There’s plenty to explore in this coastal city that was built up by King Herod in Roman times and today offers world-class recreation. Here archeologists have uncovered significant Roman, Greek, Byzantine and Crusader structures and artworks, and here some of Israel’s high-tech companies are turning out state-of-the-art products.
By Avigayil Kadesh
Where is the only 18-hole golf course in Israel? Caesarea, a Mediterranean port city halfway between Tel Aviv and Haifa. Two years ago, a new Pete Dye-designed course opened here to the great delight of local and international golfers.
But Caesarea isn’t only about year-round golf and sandy beaches. The modern upscale town of some 4,200 residents – the only municipality in Israel run by private management – is known for its mix of the very old and very new. Here archeologists have uncovered significant Roman, Greek, Byzantine and Crusader structures and artworks, and here also some of Israel’s high-tech companies are turning out state-of-the-art products.

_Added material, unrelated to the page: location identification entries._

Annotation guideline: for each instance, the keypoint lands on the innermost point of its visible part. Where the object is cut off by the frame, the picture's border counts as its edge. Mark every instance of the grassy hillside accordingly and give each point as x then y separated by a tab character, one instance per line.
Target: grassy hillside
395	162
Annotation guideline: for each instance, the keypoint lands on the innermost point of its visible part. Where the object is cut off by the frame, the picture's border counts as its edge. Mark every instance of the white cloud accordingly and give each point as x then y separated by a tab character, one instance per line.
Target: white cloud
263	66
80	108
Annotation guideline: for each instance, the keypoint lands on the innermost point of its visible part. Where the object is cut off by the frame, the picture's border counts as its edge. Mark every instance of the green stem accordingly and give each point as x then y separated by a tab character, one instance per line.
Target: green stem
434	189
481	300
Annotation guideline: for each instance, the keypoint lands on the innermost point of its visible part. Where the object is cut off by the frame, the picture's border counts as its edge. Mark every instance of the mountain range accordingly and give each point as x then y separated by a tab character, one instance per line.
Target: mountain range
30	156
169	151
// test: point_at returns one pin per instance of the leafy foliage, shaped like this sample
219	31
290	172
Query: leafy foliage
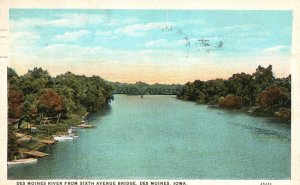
243	90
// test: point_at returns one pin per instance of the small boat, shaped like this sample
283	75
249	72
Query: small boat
63	137
22	161
85	126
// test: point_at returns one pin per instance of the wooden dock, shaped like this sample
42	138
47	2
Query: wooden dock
35	153
47	141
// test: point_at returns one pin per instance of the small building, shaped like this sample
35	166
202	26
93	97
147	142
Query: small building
34	130
14	122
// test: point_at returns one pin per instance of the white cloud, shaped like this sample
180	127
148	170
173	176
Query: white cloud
70	20
104	33
140	29
71	36
26	36
279	48
238	27
156	43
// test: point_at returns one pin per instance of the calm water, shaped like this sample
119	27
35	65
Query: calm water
162	137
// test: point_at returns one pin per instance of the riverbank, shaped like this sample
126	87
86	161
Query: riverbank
162	137
283	115
30	143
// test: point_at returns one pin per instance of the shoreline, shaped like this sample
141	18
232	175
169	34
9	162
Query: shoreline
39	140
248	110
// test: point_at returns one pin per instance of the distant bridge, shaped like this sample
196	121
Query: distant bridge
150	91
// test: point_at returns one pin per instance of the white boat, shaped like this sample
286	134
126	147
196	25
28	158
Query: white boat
22	161
63	137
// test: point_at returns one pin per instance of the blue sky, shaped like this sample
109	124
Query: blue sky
165	46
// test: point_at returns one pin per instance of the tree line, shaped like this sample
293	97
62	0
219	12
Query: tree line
259	93
36	95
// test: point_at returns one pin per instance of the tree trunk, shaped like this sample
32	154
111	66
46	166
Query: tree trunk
58	116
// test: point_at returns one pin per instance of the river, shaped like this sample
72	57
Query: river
160	137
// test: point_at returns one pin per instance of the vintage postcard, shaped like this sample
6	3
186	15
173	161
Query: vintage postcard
140	93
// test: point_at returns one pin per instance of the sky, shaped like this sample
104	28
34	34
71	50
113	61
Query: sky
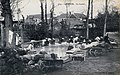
31	7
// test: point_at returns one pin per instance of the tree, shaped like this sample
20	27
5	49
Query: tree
6	13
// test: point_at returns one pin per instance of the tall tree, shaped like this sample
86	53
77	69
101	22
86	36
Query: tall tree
87	20
42	11
46	11
8	20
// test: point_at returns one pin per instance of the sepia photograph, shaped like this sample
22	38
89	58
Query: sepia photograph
59	37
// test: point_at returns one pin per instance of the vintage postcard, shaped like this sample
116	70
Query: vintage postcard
59	37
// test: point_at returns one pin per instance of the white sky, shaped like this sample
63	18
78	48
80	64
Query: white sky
31	7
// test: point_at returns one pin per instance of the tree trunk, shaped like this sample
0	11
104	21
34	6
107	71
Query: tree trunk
7	19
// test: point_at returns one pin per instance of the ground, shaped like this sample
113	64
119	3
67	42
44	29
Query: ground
102	65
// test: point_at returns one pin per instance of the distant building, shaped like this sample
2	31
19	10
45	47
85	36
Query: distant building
73	19
34	19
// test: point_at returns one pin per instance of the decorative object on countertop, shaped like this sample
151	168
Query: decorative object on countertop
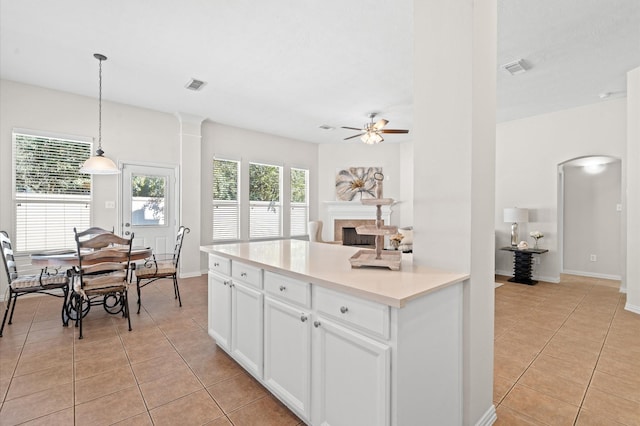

Caesarea’s ancient Roman aqueduct and amphitheatre, the oldest surviving Roman theater in the eastern Mediterranean region, provide the setting for an annual world-class Jazz Festival. Its harbor, dedicated to Augustus Caesar more than 2,000 years ago, today is bustling with restaurants, cafes, art galleries and nightlife.
Aqueduct (Arches) Beach (Photo courtesy Israel Ministry of Tourism)
Even its waters yield important clues from the past, as University of Haifa geo-archeologist Dr. Beverly Goodman has been discovering in her forays among undersea shipwrecks and shattered fragments. It was in Caesarea that Goodman found evidence of an ancient tsunami that destroyed Herod the Great’s first-century harbor. She’s using the data to help predict future environmental events and to make recommendations for preserving the fragile coastline as sea levels rise.
However, you don’t have to be a PhD to experience the treasures of coastal Caesarea. Leah Schneider of the Edmond Benjamin de Rothschild Caesarea Development Corporation says that amateur and professional divers can enjoy Caesarea’s all-seasons Underwater Archeological Park, an ambitious $4.6 million project opened in 2004 in cooperation with the University of Haifa.
The first of its kind in the world, the park offers four diving complexes (one of them for snorkelers) with 25 marked exhibits in the sunken harbor pointing out basins, breakwaters, loading piers, storage rooms, a promenade and a lighthouse. Wrecked ships and cargos, ancient anchors and an illegal immigrant ship are among artifacts discovered on the seabed.